Peter Hartcher, in his article below, argues that while Mr Rudd and the ALP play the "green" environment card, Mr Howard continues to play his strongest hand, responsible economic management.
John Howard could not have chosen a more exquisitely churlish moment to truculently, almost exultantly, dismiss the idea of setting any targets for cutting Australia's output of the greenhouse gases thought to be responsible for global warming. It was on Wednesday afternoon during the Parliament's question time. Britain's Sir Nicholas Stern was in the building and waiting to meet the Prime Minister. Stern is the author of the celebrated Stern review last year that said global warming "could create risks of major disruption to economic and social activity, later in this century and in the next, on a scale similar to those associated with the great wars and the economic depression of the first half of the 20th century".
The front page of the Herald was reporting that Stern had arrived in Australia, asking that the country commit to mandatory targets to cut carbon emissions by 2020 to levels 30 per cent lower than those of 1990, and to cut by at least 60 per cent by 2050.
The Labor Party has supported a target of cuts of 60 per cent by 2050, although, crucially, it has failed to say how it proposes to achieve them. And Howard knew that Kevin Rudd is convening a so-called summit on climate change in Canberra tomorrow where Labor will parade its concern for the planetary future.
So with Howard under pressure from the rock star of climate change, Stern, and the rock star of Australian politics, Rudd, to commit to targets for cutting greenhouse emissions, what did he do? He told the Parliament:
"I am not going to join the Australian Labor Party in destroying the jobs of Australian coalminers. I am not going to join the Labor Party in committing to targets which will do disproportionate damage to the Australian economy."
Yesterday, at a press conference, he amplified this decision. It would be the easiest thing in the world, he said, for any politician to commit to anything by 2050, knowing he wouldn't be around to deliver. A wag at the back of the press conference immediately shot back to Australia's second longest-serving prime minister: "Is that a commitment?" Howard, doing the mental arithmetic that puts him at the age of 111 in 2050, decided that this was one retirement deadline he could agree to, and said so. Of course, Howard is right - it would be dead easy for him to match Labor's unsupported commitment to cut emissions by 60 per cent by the time the babies in the maternity wards today are buying their bright-red midlife-crisis hydrogen cell sports cars at the age of 43. So why won't he do it?

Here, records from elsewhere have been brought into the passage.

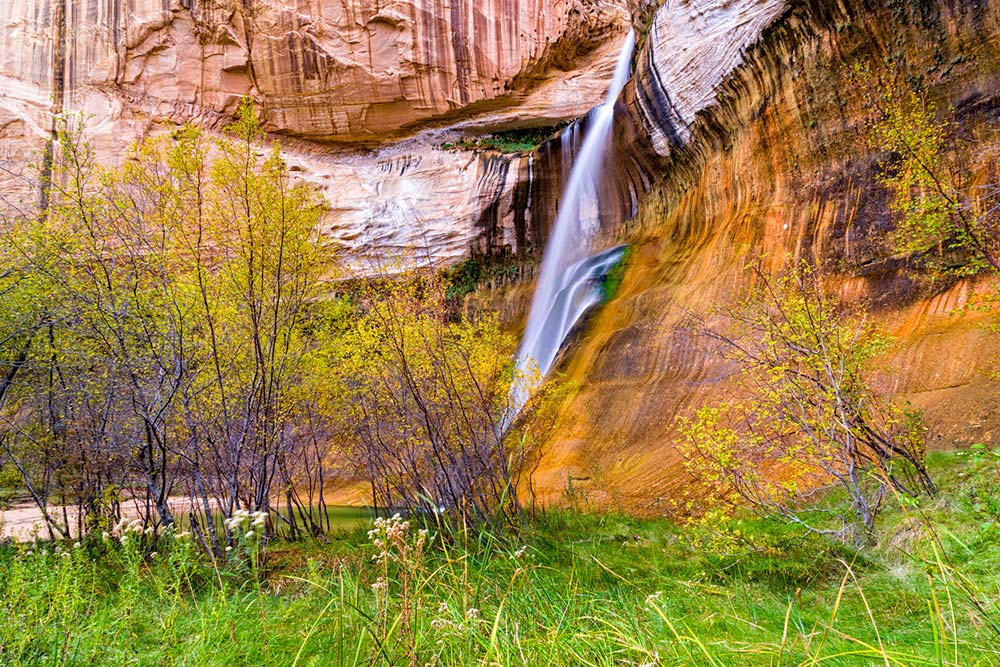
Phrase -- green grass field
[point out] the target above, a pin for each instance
(571, 589)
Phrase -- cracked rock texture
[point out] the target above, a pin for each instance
(363, 90)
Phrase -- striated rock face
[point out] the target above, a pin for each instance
(353, 71)
(775, 168)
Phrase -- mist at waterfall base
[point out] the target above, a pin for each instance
(570, 279)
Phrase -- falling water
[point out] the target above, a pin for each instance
(569, 282)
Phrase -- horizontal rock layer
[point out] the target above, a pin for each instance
(354, 71)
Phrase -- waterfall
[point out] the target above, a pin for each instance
(569, 281)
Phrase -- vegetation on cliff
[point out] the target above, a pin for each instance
(170, 329)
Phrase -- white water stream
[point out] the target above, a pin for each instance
(569, 281)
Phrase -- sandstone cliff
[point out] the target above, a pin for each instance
(773, 164)
(332, 75)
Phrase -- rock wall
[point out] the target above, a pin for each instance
(358, 72)
(771, 163)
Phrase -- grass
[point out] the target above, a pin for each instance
(571, 589)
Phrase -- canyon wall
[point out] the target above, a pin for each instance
(363, 93)
(775, 167)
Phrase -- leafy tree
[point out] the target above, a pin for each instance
(805, 419)
(424, 398)
(939, 209)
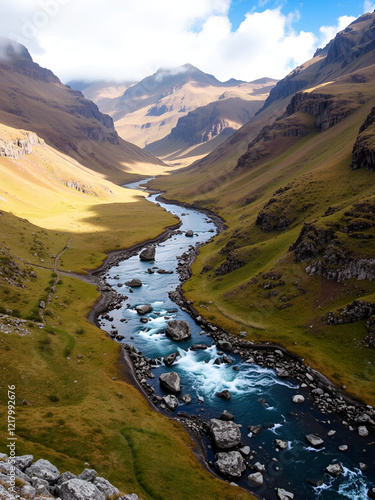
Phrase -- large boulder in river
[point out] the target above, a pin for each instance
(134, 283)
(178, 330)
(148, 253)
(144, 309)
(314, 441)
(230, 464)
(225, 434)
(170, 382)
(77, 489)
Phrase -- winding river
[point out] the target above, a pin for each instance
(259, 397)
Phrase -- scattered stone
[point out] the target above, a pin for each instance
(314, 441)
(334, 470)
(148, 253)
(298, 399)
(178, 330)
(170, 359)
(256, 478)
(230, 463)
(284, 495)
(170, 382)
(134, 283)
(225, 434)
(362, 431)
(170, 402)
(225, 394)
(144, 309)
(225, 415)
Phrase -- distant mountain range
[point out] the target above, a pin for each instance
(178, 114)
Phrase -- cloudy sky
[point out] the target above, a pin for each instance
(130, 39)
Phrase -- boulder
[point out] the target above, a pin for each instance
(144, 309)
(23, 462)
(256, 478)
(314, 441)
(284, 495)
(230, 463)
(225, 394)
(170, 402)
(186, 399)
(170, 382)
(178, 330)
(225, 434)
(298, 399)
(106, 487)
(170, 359)
(283, 445)
(148, 253)
(88, 475)
(334, 470)
(134, 283)
(76, 489)
(362, 431)
(44, 470)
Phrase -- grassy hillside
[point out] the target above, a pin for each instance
(78, 404)
(268, 181)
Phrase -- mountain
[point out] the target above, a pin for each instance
(295, 265)
(172, 112)
(33, 98)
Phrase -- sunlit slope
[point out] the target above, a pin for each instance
(32, 98)
(299, 219)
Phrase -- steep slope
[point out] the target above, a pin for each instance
(297, 257)
(148, 111)
(33, 98)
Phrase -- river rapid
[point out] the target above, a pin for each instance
(258, 396)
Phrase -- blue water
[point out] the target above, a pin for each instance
(259, 397)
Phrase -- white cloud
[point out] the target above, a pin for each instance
(368, 6)
(128, 40)
(329, 32)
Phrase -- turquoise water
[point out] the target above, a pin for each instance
(259, 397)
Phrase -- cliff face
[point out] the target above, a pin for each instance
(364, 147)
(16, 148)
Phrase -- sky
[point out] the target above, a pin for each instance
(127, 40)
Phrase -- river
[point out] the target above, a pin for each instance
(259, 397)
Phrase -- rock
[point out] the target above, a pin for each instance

Howard is no longer a sceptic about global warming. He now agrees it is a problem, and he has announced policies to try to address it. These include yesterday's decision to put $200 million towards an international fund to help poor countries better manage their forests, which are being stripped away at a rate that contributes 20 per cent of the world's annual carbon emissions. But his chief aim is to frame this year's federal election as a referendum on economic management. He wants to be able to portray his Government as the reliable and trustworthy manager of a strong economy, and Labor as the party of dangerous neophytes, fiscal madmen and green fundamentalists. Of course, Howard is setting up a false dichotomy in the policy choices he portrays.
What sort of future does Howard think the Australian coal industry faces as the world gradually moves to an era of low-emission energy? It will have no future at all.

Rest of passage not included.